There are several ways you can help. Please visit the Help Us page on the mnoGoSearch website.
If I have pages with no keywords in the META description, will the document get indexed?
Yes. By default mnoGoSearch indexes the entire document. By changing the default values you can give different weights to different parts of the document, like body, title, keywords, description.
I'm wondering if mnoGoSearch supports multi-byte character sets. I'm especially interested in EUC-JP.
Multi-byte character sets (including EUC-JP) are supported starting from the version 3.2.x.
Why does indexer fail with a message like can't load library 'libmysqlclient.so.6'?
You probably don't have MySQL libraries properly installed. On Linux, just find out where your libmysqlclient.so.6 is, then add the path to this file into /etc/ld.so.conf. Then run ldconfig as root.
You can also set the value of the environment variable
LD_LIBRARY_PATH
to the path to the required
dynamic libraries. This works on any OS.
Note that this is a general UNIX configuration issue, not only mnoGoSearch specific.
What is the maximum data size mnoGoSearch can can handle?
When using the blob storage mode, introduced in the version 3.2.8, mnoGoSearch is able to index and search through about one or two million documents on a single computer. The mnoGoSearch cluster introduced in the version 3.3.x can distribute data over multiple servers and is able to index up to about 500 million documents when using 256 machines.
I want to index multiple virtual domains on a single box. What settings do I need to change for that?
Virtual domains are fully supported. No additional settings are required.
Is it possible to use different templates for searches, i.e. view search results in the design of different sites without having to recompile search.cgi?

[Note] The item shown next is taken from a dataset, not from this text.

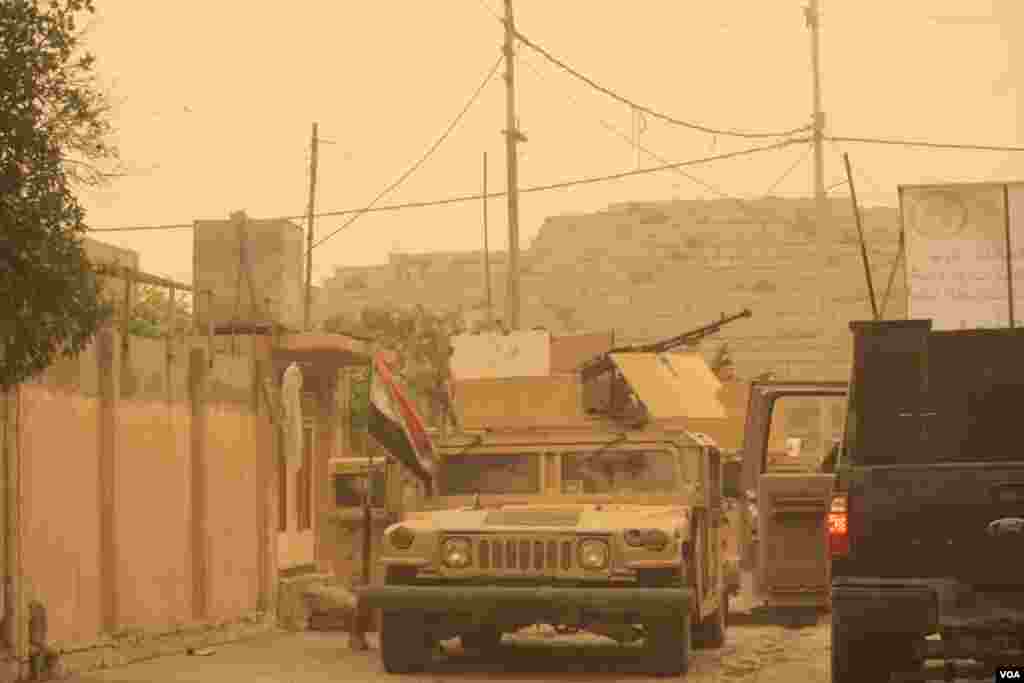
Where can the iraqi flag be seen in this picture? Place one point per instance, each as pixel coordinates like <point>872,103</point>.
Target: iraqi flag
<point>396,426</point>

There are several ways to do it. They are given here in the order how search.cgi detects template name:
search.cgi checks
the environment variable UDMSEARCH_TEMPLATE
.
Thus you can put the desired search template file name
into this variable.
search.cgi also supports
Apache internal redirect.
It checks the REDIRECT_STATUS
and
REDIRECT_URL
environment variables.
To activate this template option you may add these
lines to Apache srm.conf:
AddType text/html .zhtml AddHandler zhtml .zhtml Action zhtml /cgi-bin/search.cgi
Put search.cgi into your /cgi-bin/ directory. Then put the HTML template into your site directory structure under any name with the .zhtml extension, for example template.zhtml. Now you can open the search page: http://www.site.com/path/to/template.zhtml. You can also use any available extension instead of .zhtml.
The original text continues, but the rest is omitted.